Family of flowering plants

Vochysiaceae is a plant family belonging to the order Myrtales.

==Description==
Trees or shrubs with opposite leaves; flowers are zygomorph 1-(3)-5 merous; ovary inferior or superior; one fertile stamen; fruits samara or capsules.

==Biogeography==
Seven of the nine genera are native to the Neotropics. The genera Erismadelphus and Korupodendron are native to West and Central Africa.

==Evolutionary history==
The family likely originated in South America.

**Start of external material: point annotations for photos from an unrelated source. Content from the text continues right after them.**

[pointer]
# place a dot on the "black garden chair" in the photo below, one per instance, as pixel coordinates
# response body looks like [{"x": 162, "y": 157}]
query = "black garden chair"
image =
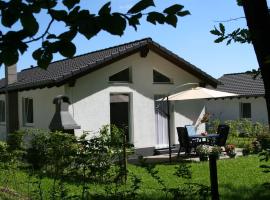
[{"x": 184, "y": 141}]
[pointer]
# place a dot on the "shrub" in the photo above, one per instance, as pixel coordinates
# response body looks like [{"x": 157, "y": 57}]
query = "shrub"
[
  {"x": 233, "y": 124},
  {"x": 213, "y": 125},
  {"x": 4, "y": 155},
  {"x": 264, "y": 140}
]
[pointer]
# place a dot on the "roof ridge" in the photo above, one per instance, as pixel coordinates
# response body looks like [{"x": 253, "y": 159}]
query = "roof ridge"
[
  {"x": 148, "y": 39},
  {"x": 237, "y": 73}
]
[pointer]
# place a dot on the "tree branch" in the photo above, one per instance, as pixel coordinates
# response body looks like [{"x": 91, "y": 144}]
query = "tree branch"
[{"x": 43, "y": 35}]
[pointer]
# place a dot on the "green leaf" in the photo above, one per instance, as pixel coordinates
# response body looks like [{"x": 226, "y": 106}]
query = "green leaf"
[
  {"x": 229, "y": 41},
  {"x": 47, "y": 4},
  {"x": 173, "y": 9},
  {"x": 140, "y": 6},
  {"x": 154, "y": 17},
  {"x": 68, "y": 35},
  {"x": 183, "y": 13},
  {"x": 114, "y": 24},
  {"x": 172, "y": 20},
  {"x": 134, "y": 20},
  {"x": 67, "y": 49},
  {"x": 58, "y": 15},
  {"x": 51, "y": 36},
  {"x": 9, "y": 17},
  {"x": 106, "y": 9},
  {"x": 70, "y": 3},
  {"x": 222, "y": 28},
  {"x": 29, "y": 23},
  {"x": 220, "y": 39},
  {"x": 215, "y": 32}
]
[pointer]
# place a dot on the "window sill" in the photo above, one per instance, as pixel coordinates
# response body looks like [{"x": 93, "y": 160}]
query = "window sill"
[{"x": 119, "y": 83}]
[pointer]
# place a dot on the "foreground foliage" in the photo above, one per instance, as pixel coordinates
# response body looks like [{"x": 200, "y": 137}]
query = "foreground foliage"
[{"x": 239, "y": 178}]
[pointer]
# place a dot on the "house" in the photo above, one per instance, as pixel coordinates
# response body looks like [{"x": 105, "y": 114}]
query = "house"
[
  {"x": 119, "y": 85},
  {"x": 249, "y": 104}
]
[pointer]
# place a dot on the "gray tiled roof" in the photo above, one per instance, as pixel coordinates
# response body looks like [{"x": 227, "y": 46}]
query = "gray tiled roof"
[
  {"x": 242, "y": 83},
  {"x": 60, "y": 72}
]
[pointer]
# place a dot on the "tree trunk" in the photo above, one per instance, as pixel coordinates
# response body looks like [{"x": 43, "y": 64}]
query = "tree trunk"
[{"x": 258, "y": 21}]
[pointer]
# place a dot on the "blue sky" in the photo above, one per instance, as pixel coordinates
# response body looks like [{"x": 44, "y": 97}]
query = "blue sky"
[{"x": 191, "y": 39}]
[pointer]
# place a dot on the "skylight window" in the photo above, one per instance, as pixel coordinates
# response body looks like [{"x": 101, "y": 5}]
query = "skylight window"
[
  {"x": 123, "y": 76},
  {"x": 160, "y": 78}
]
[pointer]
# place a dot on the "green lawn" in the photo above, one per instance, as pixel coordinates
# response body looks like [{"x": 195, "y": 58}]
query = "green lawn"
[
  {"x": 240, "y": 142},
  {"x": 239, "y": 178}
]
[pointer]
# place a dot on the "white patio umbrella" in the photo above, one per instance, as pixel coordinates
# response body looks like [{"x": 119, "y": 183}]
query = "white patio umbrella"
[
  {"x": 199, "y": 93},
  {"x": 189, "y": 94}
]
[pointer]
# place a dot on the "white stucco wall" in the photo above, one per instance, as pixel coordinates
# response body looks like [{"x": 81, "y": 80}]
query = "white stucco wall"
[
  {"x": 229, "y": 109},
  {"x": 91, "y": 97},
  {"x": 2, "y": 125},
  {"x": 43, "y": 108}
]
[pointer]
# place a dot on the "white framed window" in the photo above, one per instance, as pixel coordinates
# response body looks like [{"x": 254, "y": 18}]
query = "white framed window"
[
  {"x": 245, "y": 110},
  {"x": 27, "y": 111},
  {"x": 2, "y": 112}
]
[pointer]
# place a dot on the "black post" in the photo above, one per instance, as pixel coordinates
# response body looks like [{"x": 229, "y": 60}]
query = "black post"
[
  {"x": 169, "y": 129},
  {"x": 213, "y": 177},
  {"x": 125, "y": 158}
]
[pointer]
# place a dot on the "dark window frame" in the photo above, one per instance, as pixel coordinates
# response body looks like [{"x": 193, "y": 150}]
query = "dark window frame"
[
  {"x": 28, "y": 111},
  {"x": 123, "y": 76},
  {"x": 2, "y": 111},
  {"x": 245, "y": 110}
]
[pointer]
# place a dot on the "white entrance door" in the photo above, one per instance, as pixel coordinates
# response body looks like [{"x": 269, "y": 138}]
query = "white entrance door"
[{"x": 161, "y": 122}]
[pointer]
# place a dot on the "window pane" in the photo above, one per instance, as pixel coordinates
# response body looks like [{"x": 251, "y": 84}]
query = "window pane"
[
  {"x": 2, "y": 111},
  {"x": 246, "y": 110},
  {"x": 28, "y": 110},
  {"x": 160, "y": 78},
  {"x": 122, "y": 76}
]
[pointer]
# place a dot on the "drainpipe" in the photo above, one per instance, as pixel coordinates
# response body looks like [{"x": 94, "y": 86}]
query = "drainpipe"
[{"x": 11, "y": 100}]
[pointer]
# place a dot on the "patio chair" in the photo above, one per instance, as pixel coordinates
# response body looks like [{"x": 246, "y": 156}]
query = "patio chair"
[
  {"x": 184, "y": 140},
  {"x": 223, "y": 131},
  {"x": 192, "y": 132}
]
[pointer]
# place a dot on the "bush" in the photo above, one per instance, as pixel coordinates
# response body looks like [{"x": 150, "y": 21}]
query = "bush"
[
  {"x": 4, "y": 155},
  {"x": 264, "y": 140}
]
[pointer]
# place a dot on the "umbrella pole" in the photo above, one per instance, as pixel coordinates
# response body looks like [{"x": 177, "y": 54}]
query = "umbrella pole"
[{"x": 169, "y": 128}]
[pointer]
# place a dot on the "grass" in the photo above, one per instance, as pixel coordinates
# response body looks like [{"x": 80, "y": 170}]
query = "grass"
[
  {"x": 240, "y": 142},
  {"x": 239, "y": 178}
]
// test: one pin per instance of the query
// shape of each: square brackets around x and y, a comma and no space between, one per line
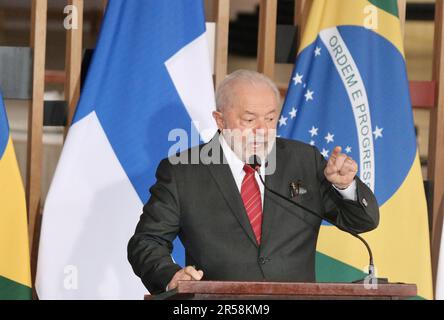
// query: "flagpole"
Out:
[35,122]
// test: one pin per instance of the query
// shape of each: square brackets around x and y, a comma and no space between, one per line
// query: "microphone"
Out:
[255,163]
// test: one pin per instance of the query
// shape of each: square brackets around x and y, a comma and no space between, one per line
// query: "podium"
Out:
[227,290]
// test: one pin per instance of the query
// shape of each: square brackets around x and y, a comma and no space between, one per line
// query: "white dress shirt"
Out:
[237,169]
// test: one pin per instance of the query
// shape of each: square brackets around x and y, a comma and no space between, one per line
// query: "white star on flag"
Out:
[309,95]
[314,131]
[378,132]
[292,113]
[283,121]
[329,137]
[298,79]
[324,153]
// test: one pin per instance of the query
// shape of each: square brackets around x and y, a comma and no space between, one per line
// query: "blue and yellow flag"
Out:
[350,88]
[15,273]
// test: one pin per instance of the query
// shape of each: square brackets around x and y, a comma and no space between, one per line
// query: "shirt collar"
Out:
[235,163]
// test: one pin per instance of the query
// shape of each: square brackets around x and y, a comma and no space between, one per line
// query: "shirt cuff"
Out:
[348,193]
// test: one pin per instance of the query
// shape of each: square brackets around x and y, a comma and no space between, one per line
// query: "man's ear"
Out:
[217,115]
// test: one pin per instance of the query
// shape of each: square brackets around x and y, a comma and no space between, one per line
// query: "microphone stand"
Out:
[371,278]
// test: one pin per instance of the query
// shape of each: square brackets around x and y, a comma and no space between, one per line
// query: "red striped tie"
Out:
[251,196]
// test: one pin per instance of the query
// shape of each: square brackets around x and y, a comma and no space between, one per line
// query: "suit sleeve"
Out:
[150,248]
[355,216]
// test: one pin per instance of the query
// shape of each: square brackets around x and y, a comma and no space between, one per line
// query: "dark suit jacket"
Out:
[202,205]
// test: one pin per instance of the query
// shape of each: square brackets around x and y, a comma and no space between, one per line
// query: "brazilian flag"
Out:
[15,274]
[349,88]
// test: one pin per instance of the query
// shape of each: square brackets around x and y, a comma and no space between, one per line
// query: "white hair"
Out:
[224,92]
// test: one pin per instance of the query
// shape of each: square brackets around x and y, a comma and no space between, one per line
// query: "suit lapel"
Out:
[224,179]
[273,181]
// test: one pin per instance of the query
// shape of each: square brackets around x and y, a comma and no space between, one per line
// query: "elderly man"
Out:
[231,228]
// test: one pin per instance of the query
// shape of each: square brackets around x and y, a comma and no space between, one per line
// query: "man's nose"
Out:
[260,128]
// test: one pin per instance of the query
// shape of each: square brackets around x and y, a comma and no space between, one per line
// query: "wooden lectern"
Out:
[222,290]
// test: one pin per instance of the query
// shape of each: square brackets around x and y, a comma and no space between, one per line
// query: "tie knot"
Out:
[248,169]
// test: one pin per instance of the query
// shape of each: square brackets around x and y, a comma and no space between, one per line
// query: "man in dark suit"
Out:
[231,228]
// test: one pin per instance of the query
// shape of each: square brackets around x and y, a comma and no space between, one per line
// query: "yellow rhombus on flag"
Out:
[15,274]
[350,84]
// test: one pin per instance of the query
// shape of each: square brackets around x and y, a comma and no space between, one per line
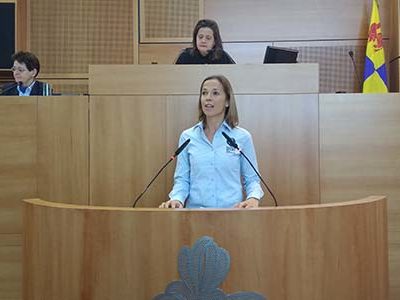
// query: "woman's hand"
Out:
[171,204]
[249,203]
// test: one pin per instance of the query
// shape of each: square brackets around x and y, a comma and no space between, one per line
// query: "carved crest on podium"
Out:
[202,269]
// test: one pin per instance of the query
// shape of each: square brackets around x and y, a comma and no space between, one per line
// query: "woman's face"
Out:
[22,74]
[205,40]
[213,99]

Erismadelphus is thought to have diverged from Erisma approximately 30 million years ago, and traveled to Africa as the result of long-distance dispersal.

==Systematics==
Vochysiaceae are closest to Myrtaceae. Vochysiaceae consist of 9 genera with about 250 species. The family is classified into two tribes:

Tribe Erismeae : one inferior ovary and winged fruits
- Erisma Rudge (21 species)
- Erismadelphus Mildbr. (2 species)
- Korupodendron Litt & Cheek (1 species)

Tribe Vochysieae: three fused superior ovaries and capsule fruits
- Callisthene Mart. (8 species)
- Qualea Aubl. (53 species)
- Mahechadendron W.Ariza, Cortés-Ballén & Fern.Alonso (1 species)
- Ruizterania Marc.-Bert. (14 species)
- Salvertia A.St.-Hil. (1 species)
- Vochysia Aubl. (148 species)

The genus Euphronia, previously included in Vochysiaceae, is unrelated and now stands alone in the family Euphroniaceae, more closely related to the family Chrysobalanaceae.